Sent from my iPhone using Tapatalk
I don't have children yet but I've always wanted them and have spent a lot of time thinking about what I'd like. As a child I was obsessed with twins (not knowing I was a twin myself), and wanted 6 sets, ha! Equal amounts of boys and girls. As I got older I realized that wasn't very likely nor would I really want 12 kids. Then my friends started having children and all of them have all boys. That really drove home my desire for a girl.

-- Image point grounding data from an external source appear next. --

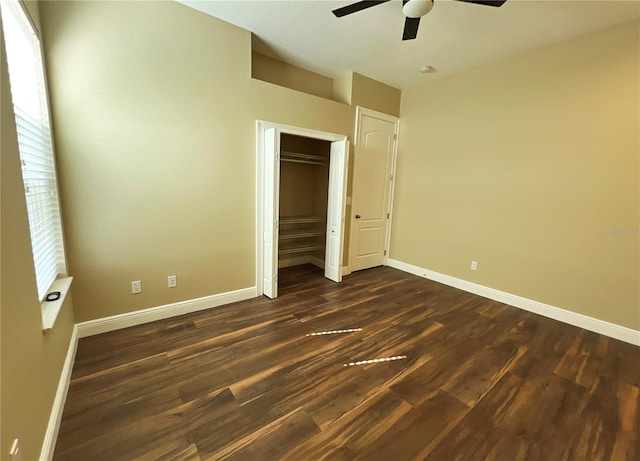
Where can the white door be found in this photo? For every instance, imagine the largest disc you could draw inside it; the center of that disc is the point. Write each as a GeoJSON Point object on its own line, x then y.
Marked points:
{"type": "Point", "coordinates": [336, 210]}
{"type": "Point", "coordinates": [271, 211]}
{"type": "Point", "coordinates": [374, 157]}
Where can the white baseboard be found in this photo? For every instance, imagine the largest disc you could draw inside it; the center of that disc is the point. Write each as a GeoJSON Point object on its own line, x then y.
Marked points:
{"type": "Point", "coordinates": [316, 262]}
{"type": "Point", "coordinates": [129, 319]}
{"type": "Point", "coordinates": [572, 318]}
{"type": "Point", "coordinates": [55, 418]}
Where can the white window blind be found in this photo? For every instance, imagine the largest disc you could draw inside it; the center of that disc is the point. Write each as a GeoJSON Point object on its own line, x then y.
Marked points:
{"type": "Point", "coordinates": [26, 77]}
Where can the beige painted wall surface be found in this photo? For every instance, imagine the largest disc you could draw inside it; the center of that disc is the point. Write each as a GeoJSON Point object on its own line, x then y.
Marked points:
{"type": "Point", "coordinates": [375, 95]}
{"type": "Point", "coordinates": [526, 166]}
{"type": "Point", "coordinates": [155, 113]}
{"type": "Point", "coordinates": [296, 78]}
{"type": "Point", "coordinates": [31, 361]}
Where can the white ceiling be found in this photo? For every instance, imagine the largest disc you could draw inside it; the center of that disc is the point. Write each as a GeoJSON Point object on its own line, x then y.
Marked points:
{"type": "Point", "coordinates": [453, 37]}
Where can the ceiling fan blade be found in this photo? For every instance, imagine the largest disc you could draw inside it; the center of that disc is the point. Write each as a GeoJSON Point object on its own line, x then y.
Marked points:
{"type": "Point", "coordinates": [410, 28]}
{"type": "Point", "coordinates": [495, 3]}
{"type": "Point", "coordinates": [357, 6]}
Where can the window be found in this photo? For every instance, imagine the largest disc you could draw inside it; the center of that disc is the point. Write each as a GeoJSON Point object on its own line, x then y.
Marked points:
{"type": "Point", "coordinates": [26, 77]}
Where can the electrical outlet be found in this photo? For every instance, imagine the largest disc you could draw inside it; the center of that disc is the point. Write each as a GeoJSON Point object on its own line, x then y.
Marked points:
{"type": "Point", "coordinates": [14, 453]}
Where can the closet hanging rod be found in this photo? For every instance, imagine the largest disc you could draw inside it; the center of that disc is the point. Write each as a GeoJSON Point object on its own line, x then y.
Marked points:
{"type": "Point", "coordinates": [303, 158]}
{"type": "Point", "coordinates": [299, 248]}
{"type": "Point", "coordinates": [300, 219]}
{"type": "Point", "coordinates": [310, 162]}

I grew up with just a brother who is much younger and we were never close. I did often wish I had a sister. I also have never got along with my mother - she doesn't get along with most people so I know it's her, not me that's to blame, but I still really want a chance to experience a positive mother-daughter relationship. I always wanted a girl as my first and eldest child and never thought I wouldn't get what I wanted. If I have only girls, I don't think I will sway for a boy. But I know that might change. I don't think I'll ever not want a daughter, and I'd prefer two. If my first 2 are girls, I think I probably will be fine with either for my next two. But we'll see how I feel when the time comes! I do think I will be a better girl mom, but I think I'll do fine with either or both.
I do believe strongly that things happen for a reason and I know I've wanted things that weren't necessarily what I needed, so I'm trying to be more accepting of whatever fate/God decides. HT is very tempting as I can easily afford it, but I don't feel completely comfortable going that route. And beyond that, I really, really just want to get pg and I doubt I can do HT as quickly.